The School-to-Prison Pipeline: How Schools Are Failing Students

Over 5.4 million students attend public and open-enrollment charter schools in Texas.  The State of Texas itself has promised these students access to high-quality education specifically to prepare them for college, a new career or the military. However, for many of these students, this promise has been broken, and they end up in the school-to-prison pipeline.

Due to disciplinary action based on behavior incidents, they are forced out of the classroom. National experts from a variety of fields (like education, criminal justice, mental health and behavioral health) have established a dangerous link: School discipline, dropout rates, and referrals to the juvenile justice system all lay the foundation of the school-to-prison pipeline.


87% of punishments in Texas schools in the school year 2017-2018 were discretionary and mandated by the Student Code of Conduct. These discretionary acts are often categorized as non-violent and non-criminal, resulting in students being funneled into the juvenile justice system when they haven’t broken any laws.

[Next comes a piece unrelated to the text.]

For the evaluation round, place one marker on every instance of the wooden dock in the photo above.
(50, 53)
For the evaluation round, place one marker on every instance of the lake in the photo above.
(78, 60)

Researchers believe these high punishment rates are due to school administrators adopting a zero-tolerance approach to discipline. (Zero-tolerance policies involve the removal of a student without considering the student’s intent, self-defense, disciplinary history or other factors, such as mental or behavioral health.)

“Experts have established that children of color are more likely than their peers to be punished, even though they are not more likely to misbehave. They also are more likely to receive harsher punishments than their peers, even for the same behaviors.”

Although schools are required to identify students with special needs and provide education services and behavioral supports as necessary, these students were also reported to have been punished at higher rates.

Students who continue to be disproportionally represented in discipline data have had their ability to succeed — both academically and socially — compromised.

While it’s understandable that school administrators want their schools to be safe, these severe policies are taking away the education promised to every child in Texas from students who have broken no laws. Arbitrary decisions made by administrators are sending children into the juvenile justice system, putting their families in difficult situations and leaving youth at further risk of criminal activity.


Zero-tolerance policies are only responsible for a portion of expulsions. Some are necessary, given that many schools are not equipped to address behavioral health needs for students who have broken laws. But that’s where Alternate Education Programs like Southwest Key’s JJAEPs come in.

With over 20 years of experience serving students who have been expelled from their home campuses, Southwest Key Programs operates JJAEP campuses across five counties in Texas.  The JJAEP programs are uniquely designed to re-engage at-risk students in academic learning while addressing behavioral issues.  Many of the students served by the JJAEP successfully reintegrate back into their home campuses and even graduate upon completion of the program.

Without these programs, youth and families would have to face these challenges alone, almost guaranteeing their place in the school-to-prison pipeline.

Youth would remain at further risk of criminal activity and families would lack the resources to find the help they need. Removing programs like JJAEPs would not make the problem of disciplinary action disappear — instead, it would make the problem much worse.

JJAEPs offer students with mental and behavioral health challenges an opportunity to rejoin their peers and get the education that every child in Texas was promised.


So how do Texas educators and administrators break the pipeline?

  • Increase awareness of the at-risk student population so that educators can appropriately link the students and their families to resources and services they are eligible to receive.
  • Provide educators with resources and professional development (PD) trainings focused on promoting a supportive academic, disciplinary, and physical environment for students to learn safely. The Texas Education Agency has developed a list of trainings, frameworks, registries, and supplemental programs for district and campus staff to utilize.
  • Ensure that your campus is trauma-informed and educators are prepared to support the mental health and behavioral needs of students.

With greater awareness and a willingness to share resources with the youth and families who need it most, we can keep vulnerable youth out of the justice system — especially those who found themselves at the mercy of subjective and biased zero-tolerance policies.